Однако и Натан Цукерман у Рота, и авторы другого жанра, о котором нам стоит упомянуть – антиутопий (Уэллс, Замятин, Гауптман, Хаксли), – не так уж неправы, когда называют желание прежде всего подрывным элементом жизни, источником сумятицы и хаоса (Цукерман убеждается в этом на практике, когда ему поддается). Это происходит, как объясняет Джон Грей – «Ницше нашего времени» по своему острому, афористичному стилю – потому что «сексуальная страсть предназначена для воспроизведения вида: ее не интересует ни благополучие индивида, ни свобода личности».[878] Желание – без сомнения, важнейшая из традиционных сторон жизни; и, как пишет Юджин Гудхарт в «Желании и его последствиях», это сила разрушительная, дестабилизирующая, ведущая к крайностям и эксцессам. Всякое желание имеет право быть исполненным; однако само оно, замечает Джонатан Лир, означает, что в жизни нам чего-то недостает. Форму нашим желаниям, добавляет он, придают идеалы, хотя в то же время «принцип удовольствия готов спорить со всем миром».[879] Кроме того, желание тесно связано с близостью между людьми, о которой мы уже упоминали.
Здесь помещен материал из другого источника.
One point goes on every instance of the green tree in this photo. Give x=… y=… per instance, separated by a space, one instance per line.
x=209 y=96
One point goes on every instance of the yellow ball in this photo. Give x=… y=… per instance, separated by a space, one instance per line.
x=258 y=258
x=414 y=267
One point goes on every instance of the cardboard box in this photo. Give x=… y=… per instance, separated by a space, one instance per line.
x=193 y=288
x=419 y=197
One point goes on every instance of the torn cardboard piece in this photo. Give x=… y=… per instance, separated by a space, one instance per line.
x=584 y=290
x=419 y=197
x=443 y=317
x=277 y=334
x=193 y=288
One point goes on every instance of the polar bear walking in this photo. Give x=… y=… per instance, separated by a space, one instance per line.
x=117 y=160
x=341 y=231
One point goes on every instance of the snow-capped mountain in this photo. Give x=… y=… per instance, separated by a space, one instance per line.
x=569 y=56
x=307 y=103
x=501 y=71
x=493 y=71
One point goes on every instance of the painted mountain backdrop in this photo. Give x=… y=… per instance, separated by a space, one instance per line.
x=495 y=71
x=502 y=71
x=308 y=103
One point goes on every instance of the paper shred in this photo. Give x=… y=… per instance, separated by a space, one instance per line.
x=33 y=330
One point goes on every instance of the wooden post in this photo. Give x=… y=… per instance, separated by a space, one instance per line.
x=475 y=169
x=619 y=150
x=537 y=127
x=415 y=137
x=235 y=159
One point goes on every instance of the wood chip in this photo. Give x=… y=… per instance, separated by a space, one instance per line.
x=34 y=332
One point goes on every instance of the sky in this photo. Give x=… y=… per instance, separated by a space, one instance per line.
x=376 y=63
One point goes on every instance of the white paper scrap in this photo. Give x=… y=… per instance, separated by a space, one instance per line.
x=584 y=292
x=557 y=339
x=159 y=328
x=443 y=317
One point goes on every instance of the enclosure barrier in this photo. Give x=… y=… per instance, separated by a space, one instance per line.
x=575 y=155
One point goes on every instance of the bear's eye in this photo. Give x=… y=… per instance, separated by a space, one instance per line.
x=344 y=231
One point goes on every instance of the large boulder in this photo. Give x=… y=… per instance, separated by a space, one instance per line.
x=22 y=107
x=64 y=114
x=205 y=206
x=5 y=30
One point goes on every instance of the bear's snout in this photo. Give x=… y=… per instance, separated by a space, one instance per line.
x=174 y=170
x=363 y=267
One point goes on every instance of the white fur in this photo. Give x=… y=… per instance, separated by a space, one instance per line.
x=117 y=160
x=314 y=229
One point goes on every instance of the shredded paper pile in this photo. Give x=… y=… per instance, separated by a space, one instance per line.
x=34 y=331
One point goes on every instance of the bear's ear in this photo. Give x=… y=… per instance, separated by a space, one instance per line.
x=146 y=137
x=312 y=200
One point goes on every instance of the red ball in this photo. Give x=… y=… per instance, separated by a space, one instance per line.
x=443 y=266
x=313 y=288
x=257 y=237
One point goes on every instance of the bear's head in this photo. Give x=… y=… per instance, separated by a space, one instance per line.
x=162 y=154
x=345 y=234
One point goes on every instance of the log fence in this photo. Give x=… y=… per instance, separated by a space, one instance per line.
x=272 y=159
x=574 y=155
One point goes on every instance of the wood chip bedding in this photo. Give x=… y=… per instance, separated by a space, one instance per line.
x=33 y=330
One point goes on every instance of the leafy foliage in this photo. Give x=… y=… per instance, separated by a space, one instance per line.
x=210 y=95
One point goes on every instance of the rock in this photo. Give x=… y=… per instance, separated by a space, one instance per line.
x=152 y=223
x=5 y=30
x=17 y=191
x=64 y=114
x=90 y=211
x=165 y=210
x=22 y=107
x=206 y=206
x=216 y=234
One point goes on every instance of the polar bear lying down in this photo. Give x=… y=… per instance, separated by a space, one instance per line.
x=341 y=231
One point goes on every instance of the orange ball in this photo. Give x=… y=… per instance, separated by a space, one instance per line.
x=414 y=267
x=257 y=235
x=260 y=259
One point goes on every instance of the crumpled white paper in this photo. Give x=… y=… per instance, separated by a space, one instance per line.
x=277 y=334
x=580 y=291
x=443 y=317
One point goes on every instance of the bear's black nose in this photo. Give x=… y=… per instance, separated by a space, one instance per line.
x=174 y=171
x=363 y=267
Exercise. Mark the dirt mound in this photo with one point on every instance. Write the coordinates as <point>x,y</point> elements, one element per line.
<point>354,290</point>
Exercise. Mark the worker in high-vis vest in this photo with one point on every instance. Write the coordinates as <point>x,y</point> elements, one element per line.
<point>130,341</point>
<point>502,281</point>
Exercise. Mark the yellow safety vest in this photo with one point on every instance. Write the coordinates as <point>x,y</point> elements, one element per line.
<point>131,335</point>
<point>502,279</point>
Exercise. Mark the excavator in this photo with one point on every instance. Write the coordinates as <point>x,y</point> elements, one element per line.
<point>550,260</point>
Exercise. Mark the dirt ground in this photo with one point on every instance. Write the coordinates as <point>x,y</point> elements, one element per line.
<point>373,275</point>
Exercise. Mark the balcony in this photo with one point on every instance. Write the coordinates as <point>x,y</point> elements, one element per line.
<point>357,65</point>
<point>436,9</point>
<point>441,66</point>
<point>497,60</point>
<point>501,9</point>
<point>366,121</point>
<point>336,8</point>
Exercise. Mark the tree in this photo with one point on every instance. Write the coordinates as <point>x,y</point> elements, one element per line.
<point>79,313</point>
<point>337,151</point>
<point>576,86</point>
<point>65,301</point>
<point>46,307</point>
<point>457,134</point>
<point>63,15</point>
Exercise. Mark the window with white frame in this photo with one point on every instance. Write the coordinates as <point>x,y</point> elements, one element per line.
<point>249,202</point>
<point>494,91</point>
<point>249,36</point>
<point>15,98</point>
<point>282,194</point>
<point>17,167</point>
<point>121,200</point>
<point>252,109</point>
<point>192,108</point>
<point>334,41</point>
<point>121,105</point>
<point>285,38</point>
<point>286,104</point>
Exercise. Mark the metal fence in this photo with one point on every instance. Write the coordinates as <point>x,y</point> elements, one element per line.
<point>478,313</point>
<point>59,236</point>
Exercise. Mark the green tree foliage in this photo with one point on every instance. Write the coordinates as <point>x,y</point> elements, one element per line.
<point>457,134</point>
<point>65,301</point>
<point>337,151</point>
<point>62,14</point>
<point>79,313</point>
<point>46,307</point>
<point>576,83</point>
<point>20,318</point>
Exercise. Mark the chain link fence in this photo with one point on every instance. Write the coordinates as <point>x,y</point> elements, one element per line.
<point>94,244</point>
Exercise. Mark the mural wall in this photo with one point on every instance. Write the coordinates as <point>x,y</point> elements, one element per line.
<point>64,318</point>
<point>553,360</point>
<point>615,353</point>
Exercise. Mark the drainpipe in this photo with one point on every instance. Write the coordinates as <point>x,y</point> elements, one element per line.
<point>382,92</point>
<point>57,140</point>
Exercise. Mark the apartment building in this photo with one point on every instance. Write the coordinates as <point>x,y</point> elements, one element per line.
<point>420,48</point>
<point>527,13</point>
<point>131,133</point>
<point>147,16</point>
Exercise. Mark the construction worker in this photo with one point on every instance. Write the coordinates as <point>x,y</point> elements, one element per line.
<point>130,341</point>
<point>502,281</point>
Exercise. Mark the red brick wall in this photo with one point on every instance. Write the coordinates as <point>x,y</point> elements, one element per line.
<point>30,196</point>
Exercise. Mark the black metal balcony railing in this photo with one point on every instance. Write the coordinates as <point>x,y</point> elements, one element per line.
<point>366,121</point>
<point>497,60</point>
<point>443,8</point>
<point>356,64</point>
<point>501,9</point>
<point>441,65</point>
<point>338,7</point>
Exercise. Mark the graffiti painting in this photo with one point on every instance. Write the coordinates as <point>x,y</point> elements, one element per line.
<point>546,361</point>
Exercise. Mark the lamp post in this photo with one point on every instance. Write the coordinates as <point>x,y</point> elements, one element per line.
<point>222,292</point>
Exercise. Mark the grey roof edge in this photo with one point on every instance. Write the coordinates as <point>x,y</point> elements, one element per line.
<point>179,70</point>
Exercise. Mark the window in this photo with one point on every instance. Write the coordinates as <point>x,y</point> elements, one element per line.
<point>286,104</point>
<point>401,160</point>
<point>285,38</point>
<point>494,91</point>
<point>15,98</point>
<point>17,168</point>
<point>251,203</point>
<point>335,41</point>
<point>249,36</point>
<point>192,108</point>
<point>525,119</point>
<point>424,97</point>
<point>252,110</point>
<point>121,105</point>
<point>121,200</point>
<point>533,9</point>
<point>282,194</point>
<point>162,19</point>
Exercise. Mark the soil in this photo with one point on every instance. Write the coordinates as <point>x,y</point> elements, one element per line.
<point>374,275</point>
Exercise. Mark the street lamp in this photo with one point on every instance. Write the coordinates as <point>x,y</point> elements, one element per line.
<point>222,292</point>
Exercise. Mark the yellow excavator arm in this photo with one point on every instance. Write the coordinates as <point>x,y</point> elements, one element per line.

И снова мы видим здесь любопытное совпадение во времени – быть может, и не совпадение вовсе. По мере упадка религии, одновременно с провозглашением смерти бога являются на свет теория и практика Зигмунда Фрейда, чей психоанализ основан именно на признании разрушительной силы желания – либидо, мощной сексуальной силы, способной принимать бесконечное множество форм и обличий, однако неуничтожимой. Влияние Фрейда на весь ХХ век переоценить невозможно.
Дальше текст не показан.